The short figure did not answer the question directly, but merely said: "Perhaps I have got what you are looking for, gentlemen."

They paused, wavering and wondering, while he quietly went to the back of the cloak room, and came back with both hands full of shining silver, which he laid out on the counter as calmly as a salesman. It took the form of a dozen quaintly shaped forks and knives.

"You--you--" began the colonel, quite thrown off his balance at last. Then he peered into the dim little room and saw two things: first, that the short, black-clad man was dressed like a clergyman; and, second, that the window of the room behind him was burst, as if someone had passed violently through. "Valuable things to deposit in a cloak room, aren't they?" remarked the clergyman, with cheerful composure.

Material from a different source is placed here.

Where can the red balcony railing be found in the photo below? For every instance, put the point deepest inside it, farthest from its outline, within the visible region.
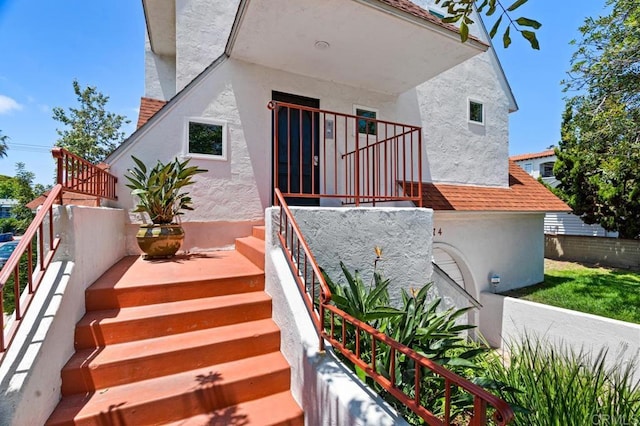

"Did--did you steal those things?" stammered Mr. Audley, with staring eyes.
"If I did," said the cleric pleasantly, "at least I am bringing them back again."
"But you didn't," said Colonel Pound, still staring at the broken window.
"To make a clean breast of it, I didn't," said the other, with some humour. And he seated himself quite gravely on a stool. "But you know who did," said the, colonel.


"I don't know his real name," said the priest placidly, "but I know something of his fighting weight, and a great deal about his spiritual difficulties. I formed the physical estimate when he was trying to throttle me, and the moral estimate when he repented."


"Oh, I say--repented!" cried young Chester, with a sort of crow of laughter.
Father Brown got to his feet, putting his hands behind him. "Odd, isn't it," he said, "that a thief and a vagabond should repent, when so many who are rich and secure remain hard and frivolous, and without fruit for God or man? But there, if you will excuse me, you trespass a little upon my province. If you doubt the penitence as a practical fact, there are your knives and forks. You are The Twelve True Fishers, and there are all your silver fish. But He has made me a fisher of men."


"Did you catch this man?" asked the colonel, frowning.


Father Brown looked him full in his frowning face. "Yes," he said, "I caught him, with an unseen hook and an invisible line which is long enough to let him wander to the ends of the world, and still to bring him back with a twitch upon the thread."